Your prompt should cover:
- **Motion path**: how does the subject move from the starting state to the ending state?
- **Camera behaviour**: does it stay static, or follow the transformation?
- **Pacing**: slow and gradual, or sudden mid-point shift?
- **What happens in the middle**: any intermediate actions, reveals, or changes?
- **Audio** that accompanies the transformation
**Example FLF2V prompt:**
> Starting with a woman's face in profile, eyes closed and expression neutral, the scene gently animates as she slowly turns to face the camera over 4 seconds. Her eyes open gradually as warm morning light brightens across her face from left to right, as if a curtain is being drawn. The camera holds completely still in a tight medium close-up throughout.

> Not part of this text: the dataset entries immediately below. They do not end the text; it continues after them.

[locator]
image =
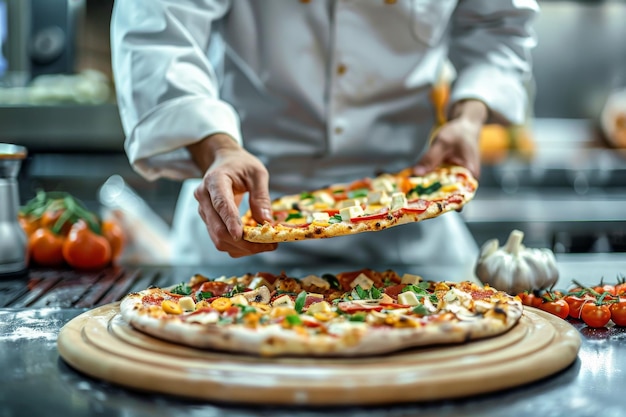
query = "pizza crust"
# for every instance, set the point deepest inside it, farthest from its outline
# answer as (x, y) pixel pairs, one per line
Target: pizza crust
(344, 339)
(277, 232)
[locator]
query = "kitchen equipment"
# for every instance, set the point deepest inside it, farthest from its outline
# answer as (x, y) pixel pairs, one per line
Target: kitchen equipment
(12, 237)
(38, 37)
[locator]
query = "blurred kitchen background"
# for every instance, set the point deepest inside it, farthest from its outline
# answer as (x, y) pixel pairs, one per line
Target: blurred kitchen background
(561, 178)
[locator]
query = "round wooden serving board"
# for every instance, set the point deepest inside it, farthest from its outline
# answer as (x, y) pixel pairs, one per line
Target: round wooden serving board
(100, 344)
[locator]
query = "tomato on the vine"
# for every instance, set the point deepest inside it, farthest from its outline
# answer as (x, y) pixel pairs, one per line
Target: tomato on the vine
(559, 307)
(114, 233)
(618, 312)
(608, 288)
(45, 247)
(576, 303)
(595, 315)
(84, 249)
(530, 299)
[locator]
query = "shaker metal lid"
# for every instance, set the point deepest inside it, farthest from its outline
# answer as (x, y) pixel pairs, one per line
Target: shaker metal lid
(10, 151)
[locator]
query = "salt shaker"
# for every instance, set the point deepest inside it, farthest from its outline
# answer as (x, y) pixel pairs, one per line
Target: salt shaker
(13, 259)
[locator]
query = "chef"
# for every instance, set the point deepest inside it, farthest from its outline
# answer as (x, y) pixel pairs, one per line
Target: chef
(247, 100)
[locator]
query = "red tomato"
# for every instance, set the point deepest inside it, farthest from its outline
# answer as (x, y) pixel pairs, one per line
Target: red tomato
(600, 289)
(559, 308)
(576, 303)
(618, 313)
(84, 249)
(114, 233)
(595, 315)
(46, 248)
(620, 289)
(374, 216)
(530, 299)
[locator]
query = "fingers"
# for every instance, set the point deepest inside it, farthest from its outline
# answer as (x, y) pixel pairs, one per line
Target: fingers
(259, 199)
(452, 144)
(218, 230)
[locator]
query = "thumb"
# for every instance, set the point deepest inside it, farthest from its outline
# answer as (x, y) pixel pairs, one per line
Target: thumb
(260, 203)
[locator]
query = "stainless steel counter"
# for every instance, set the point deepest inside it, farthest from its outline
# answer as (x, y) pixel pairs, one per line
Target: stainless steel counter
(37, 381)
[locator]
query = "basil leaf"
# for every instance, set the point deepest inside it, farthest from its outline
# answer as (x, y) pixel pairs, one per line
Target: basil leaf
(420, 189)
(421, 310)
(375, 292)
(360, 316)
(181, 289)
(361, 192)
(300, 299)
(332, 280)
(236, 290)
(417, 290)
(204, 295)
(363, 294)
(335, 219)
(297, 215)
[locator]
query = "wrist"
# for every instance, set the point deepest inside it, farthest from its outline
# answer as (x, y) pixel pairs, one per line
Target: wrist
(474, 111)
(204, 152)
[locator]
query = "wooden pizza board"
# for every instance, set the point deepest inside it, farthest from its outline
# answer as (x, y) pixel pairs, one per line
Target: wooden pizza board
(100, 344)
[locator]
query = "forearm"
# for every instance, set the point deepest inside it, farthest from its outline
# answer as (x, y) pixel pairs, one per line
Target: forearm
(203, 153)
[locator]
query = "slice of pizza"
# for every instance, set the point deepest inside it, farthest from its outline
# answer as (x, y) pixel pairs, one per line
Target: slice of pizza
(365, 205)
(350, 314)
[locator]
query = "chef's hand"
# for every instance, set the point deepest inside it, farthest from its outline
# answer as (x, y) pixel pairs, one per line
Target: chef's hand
(230, 172)
(457, 141)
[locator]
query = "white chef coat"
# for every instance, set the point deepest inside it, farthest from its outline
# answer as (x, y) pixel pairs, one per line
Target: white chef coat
(321, 91)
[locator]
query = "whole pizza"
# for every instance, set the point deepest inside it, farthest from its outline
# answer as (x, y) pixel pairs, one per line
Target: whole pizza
(355, 313)
(365, 205)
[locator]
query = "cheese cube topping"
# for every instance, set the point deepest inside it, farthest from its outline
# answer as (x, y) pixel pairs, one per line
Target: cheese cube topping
(363, 281)
(349, 203)
(187, 303)
(382, 184)
(324, 197)
(408, 298)
(239, 299)
(321, 217)
(410, 279)
(378, 197)
(348, 213)
(283, 301)
(285, 203)
(317, 281)
(258, 282)
(320, 307)
(398, 200)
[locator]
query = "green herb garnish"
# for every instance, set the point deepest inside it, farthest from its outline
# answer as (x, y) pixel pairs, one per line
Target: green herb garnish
(420, 189)
(203, 295)
(297, 215)
(299, 303)
(421, 310)
(361, 192)
(181, 289)
(335, 219)
(360, 316)
(293, 319)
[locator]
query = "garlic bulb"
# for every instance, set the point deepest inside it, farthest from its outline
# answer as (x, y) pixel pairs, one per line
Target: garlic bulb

Her expression shifts from rest to a quiet, content smile by the final frame. The audio is a soft piano melody, with birdsong beginning faintly at the midpoint. No cuts — single continuous shot.
---
## Universal Prompt Quality Rules
### DO:
- Write in **present tense** throughout the entire prompt
- Use **specific, observable physical details** — not emotional labels
- Match **prompt length to video length** — longer video = longer prompt
- Place the **style/genre early** to set the visual baseline
- Use **connectors** for temporal flow: "as," "then," "while," "just before," "the moment"
- Describe camera movement with **timing and reveal**: when it starts, what it shows afterward
- **Break dialogue** into short phrases with acting beats between lines
### DON'T:
- Use emotional labels: "she feels sad," "he seems nervous" — describe posture, gesture, and expression instead
- Include readable text, signs, logos, or brand names — LTX-2 cannot reliably generate legible text
- Stack more than 2 characters in simultaneous action
- Mix contradictory light sources without a clear narrative reason
- Over-complicate: more than 8 simultaneous instructions degrades output
- Use passive voice: "camera is moved" — write "camera pushes in"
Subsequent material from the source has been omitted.